Critique de l'immortalité de l'âme dans le Phédon
Classé dans Philosophie et éthique
Écrit le en
français avec une taille de 2,52 KB
La critique du premier test de l'immortalité de l'âme
1. Les analogies de Platon ne sont pas concluantes
La première partie du test est basée sur les règles qui régissent le monde physique, et la seconde ne prend pas en compte la nature différente de l'âme.
2. L'existence de la réalité absolue
L'égalité, le beau, le juste... ces réalités perçues par l'âme, puis oubliées avant de rejoindre le corps, nous permettent de faire des comparaisons et de porter des jugements sur les êtres par similitude ou participation à l'ancien. Platon ne questionne pas, un seul instant, la possibilité de parvenir à la connaissance absolue — universelle et nécessaire — une réalité qui doit nécessairement être immuable. Dans le cas contraire, il faudrait reconnaître que ces concepts universels ou idées ont été formés par l'abstraction des similitudes perçues entre les êtres différents ou les diverses mesures prises par ces créatures. Mais la connaissance humaine serait alors particulière et non universelle, de fait et non nécessaire.

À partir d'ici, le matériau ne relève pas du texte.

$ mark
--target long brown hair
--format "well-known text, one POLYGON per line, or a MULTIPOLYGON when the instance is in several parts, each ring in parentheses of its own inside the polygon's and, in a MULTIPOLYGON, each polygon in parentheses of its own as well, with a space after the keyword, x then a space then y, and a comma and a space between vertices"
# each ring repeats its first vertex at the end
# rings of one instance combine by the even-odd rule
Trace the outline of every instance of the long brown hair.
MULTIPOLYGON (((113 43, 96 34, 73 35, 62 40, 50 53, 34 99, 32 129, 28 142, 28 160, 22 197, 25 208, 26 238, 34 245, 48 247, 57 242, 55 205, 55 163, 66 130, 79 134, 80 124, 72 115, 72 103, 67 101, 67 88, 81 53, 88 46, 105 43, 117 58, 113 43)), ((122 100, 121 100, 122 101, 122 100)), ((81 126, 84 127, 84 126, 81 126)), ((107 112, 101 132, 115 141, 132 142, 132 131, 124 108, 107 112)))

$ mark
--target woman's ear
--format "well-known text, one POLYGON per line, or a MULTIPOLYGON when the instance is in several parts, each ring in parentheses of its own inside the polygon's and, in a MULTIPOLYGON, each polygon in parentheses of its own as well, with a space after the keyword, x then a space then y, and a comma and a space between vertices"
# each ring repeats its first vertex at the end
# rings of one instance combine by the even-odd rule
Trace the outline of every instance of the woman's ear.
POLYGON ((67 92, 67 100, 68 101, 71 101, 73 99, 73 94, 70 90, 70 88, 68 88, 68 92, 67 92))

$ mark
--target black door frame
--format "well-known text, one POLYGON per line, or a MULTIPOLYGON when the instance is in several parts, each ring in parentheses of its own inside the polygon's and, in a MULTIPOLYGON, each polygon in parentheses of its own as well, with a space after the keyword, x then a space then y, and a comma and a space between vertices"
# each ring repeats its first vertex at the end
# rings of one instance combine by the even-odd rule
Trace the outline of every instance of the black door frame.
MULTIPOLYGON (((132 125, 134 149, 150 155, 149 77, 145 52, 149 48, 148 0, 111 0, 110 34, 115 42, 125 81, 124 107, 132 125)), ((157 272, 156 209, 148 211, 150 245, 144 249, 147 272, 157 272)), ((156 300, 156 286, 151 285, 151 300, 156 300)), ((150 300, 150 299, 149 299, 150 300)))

L'immortalité de l'âme dans le Phédon
Point de départ : l'existence du bien, du beau, du grand en soi, et d'autres réalités de ce genre.
Développement :
Les contraires sont mutuellement exclusifs. Les choses qui possèdent une essence excluent leur contraire. L'âme est le principe de la vie. Quand la mort survient, l'âme ne peut l'admettre.
Critique de ce troisième essai :
- 1. Le point de départ a déjà été largement critiqué.
- 2. On ne peut pas établir définitivement le caractère essentiel d'un être concret ; la neige peut être considérée comme froide ou chaude selon la façon dont on la compare.
- 3. Platon utilise une pétition de principe : considérer l'âme comme principe de vie revient à la considérer a priori comme immortelle. La ressemblance est frappante avec l'argument ontologique utilisé par Descartes pour démontrer l'existence de Dieu : si Dieu est absolument parfait, il ne peut exister sans cette perfection. Cela ne prouve rien, si ce n'est que Dieu est conçu comme existant, mais cela ne prouve pas nécessairement qu'un être de cette nature existe.
- 4. Il commet une erreur en admettant que l'âme et la vie excluent leur contraire : la mort. Il devrait seulement être conclu que l'âme, tant qu'elle est vivante, ne peut être morte.